Cynthia Merchant is the CEO of Horizons, which is South Georgia’s Cancer Coalition.
Cynthia, do you have some exciting news about cancer screenings that are going to be available for more people across the state?
“Absolutely Jim. And thank you for this opportunity. We are meeting tonight with a number of physicians and healthcare professionals in our community to give them an update on the colon cancer screening program that we implemented in South Georgia and Southeast Georgia with the CDC. We were the recipient of a grant, five-year grant, that is administered by Georgia CORE, which is our partner,” Merchant said. As well as Augusta University, Albany Area Primary Health, East Georgia Health Care, and Horizons. And we are the provider of the navigation. Which is truly the backbone of the program itself of being able to get patients in. Get them screened, get them prepped, making sure that we make available to the uninsured and the underinsured. FIT Tests, which is a home test for colon cancer if you are appropriate for that, and then for colonoscopy. So we are reporting out tonight to tell people what we’ve done in the first half of this grant. And what we are looking forward to doing in the future. Because we feel that this is something hopefully we can keep ongoing.”
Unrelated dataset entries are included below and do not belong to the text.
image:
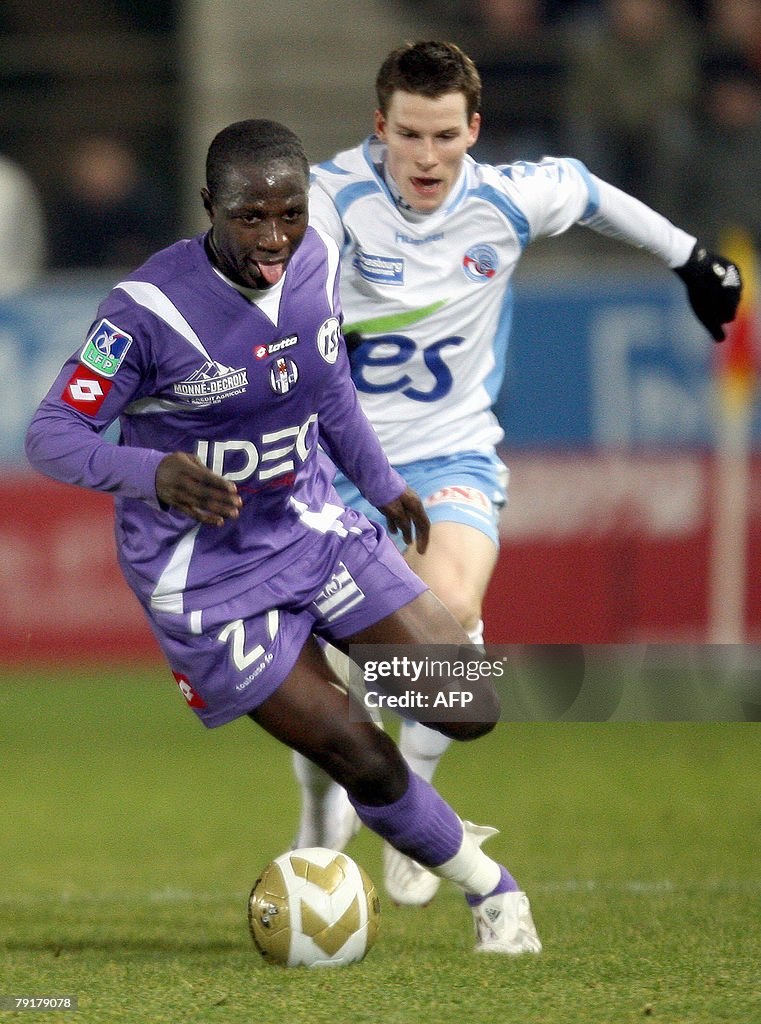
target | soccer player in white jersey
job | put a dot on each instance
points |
(429, 240)
(221, 357)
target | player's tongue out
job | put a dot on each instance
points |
(271, 272)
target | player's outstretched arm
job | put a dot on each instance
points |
(714, 288)
(407, 512)
(184, 483)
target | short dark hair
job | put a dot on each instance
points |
(429, 69)
(251, 141)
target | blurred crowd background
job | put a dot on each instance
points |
(104, 103)
(623, 524)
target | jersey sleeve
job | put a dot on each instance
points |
(65, 439)
(323, 212)
(350, 440)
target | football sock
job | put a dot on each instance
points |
(476, 634)
(324, 805)
(423, 748)
(423, 825)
It’s so important to have a colonoscopy and to be able to provide it to people who are underinsured. Is the screening rate very bad in South Georgia?
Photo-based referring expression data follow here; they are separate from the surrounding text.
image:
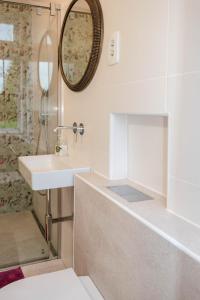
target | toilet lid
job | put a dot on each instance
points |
(61, 285)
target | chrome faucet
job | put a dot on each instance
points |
(74, 128)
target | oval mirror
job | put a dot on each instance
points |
(81, 43)
(45, 62)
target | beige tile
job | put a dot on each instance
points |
(125, 258)
(42, 268)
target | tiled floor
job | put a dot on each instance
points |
(20, 240)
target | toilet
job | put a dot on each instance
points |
(60, 285)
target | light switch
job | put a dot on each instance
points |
(114, 49)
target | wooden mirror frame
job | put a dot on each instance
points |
(98, 28)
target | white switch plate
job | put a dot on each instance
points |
(114, 49)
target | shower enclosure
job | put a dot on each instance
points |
(28, 113)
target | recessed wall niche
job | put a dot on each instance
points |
(138, 150)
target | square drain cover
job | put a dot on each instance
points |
(129, 193)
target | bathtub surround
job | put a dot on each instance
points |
(10, 276)
(133, 250)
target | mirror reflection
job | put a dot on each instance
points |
(77, 42)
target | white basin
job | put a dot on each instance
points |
(51, 171)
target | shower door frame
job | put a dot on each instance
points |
(53, 7)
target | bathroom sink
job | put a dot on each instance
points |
(49, 171)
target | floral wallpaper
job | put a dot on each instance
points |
(77, 44)
(16, 96)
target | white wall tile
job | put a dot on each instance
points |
(184, 41)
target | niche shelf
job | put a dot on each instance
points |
(139, 150)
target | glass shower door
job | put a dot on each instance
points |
(28, 115)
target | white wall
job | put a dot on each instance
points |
(158, 74)
(184, 108)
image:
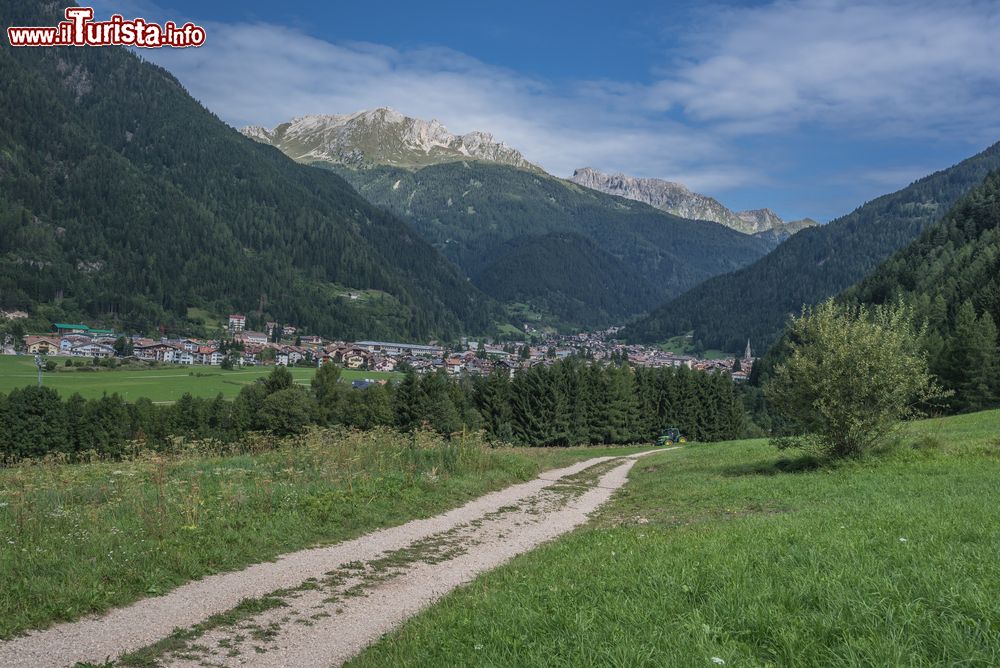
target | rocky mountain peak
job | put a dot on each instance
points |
(678, 199)
(383, 136)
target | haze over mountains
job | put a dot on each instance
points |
(127, 202)
(519, 234)
(811, 266)
(678, 199)
(382, 137)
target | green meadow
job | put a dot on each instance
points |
(735, 554)
(163, 384)
(82, 538)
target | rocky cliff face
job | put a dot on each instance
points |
(384, 137)
(678, 199)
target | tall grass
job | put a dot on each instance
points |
(79, 538)
(733, 554)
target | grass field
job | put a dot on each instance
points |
(683, 345)
(733, 554)
(166, 383)
(82, 538)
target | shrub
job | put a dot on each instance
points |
(852, 376)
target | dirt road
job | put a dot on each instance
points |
(320, 607)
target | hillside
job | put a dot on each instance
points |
(473, 211)
(812, 265)
(678, 199)
(126, 202)
(581, 282)
(951, 275)
(382, 136)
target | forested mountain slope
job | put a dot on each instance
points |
(951, 276)
(123, 200)
(813, 265)
(479, 213)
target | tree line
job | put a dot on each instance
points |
(567, 403)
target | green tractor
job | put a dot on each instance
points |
(671, 436)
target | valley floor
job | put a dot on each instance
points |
(321, 606)
(734, 554)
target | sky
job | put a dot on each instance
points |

“You know we have work to do,” Merchant said. “We have a goal for our program. The minimum to get to be sustainable we feel like is 60%. That’s the screening rate. And a number of our clinics are there now. That we’ve been working with. We have some ways to go yet on others. But 60% is a really, for a clinic, a decent rate. But our real goal is 80%. Trying to get all of the people that we can train. And that is a combination. It’s not always a colonoscopy. If you have a FIT, and it’s not positive, you are good for another year and you can do the home test. But we are really trying to make sure that it is available, that there is no barrier because of cost. And we can help with transportation. So it’s a team effort. It definitely takes a team to pull this off. And we’re just proud to be a part of it, and proud to let everyone know what’s going on with it. And these screenings could definitely help prevent. Catching it early is the key. Colon cancer is absolutely the key. Because they can remove polyps and pre-cancerous polyps when they do the colonoscopy. We have seen lives be saved. We know if we can get more people screened, we are going to save more lives. We are going to do that in Georgia, and we are excited about it.”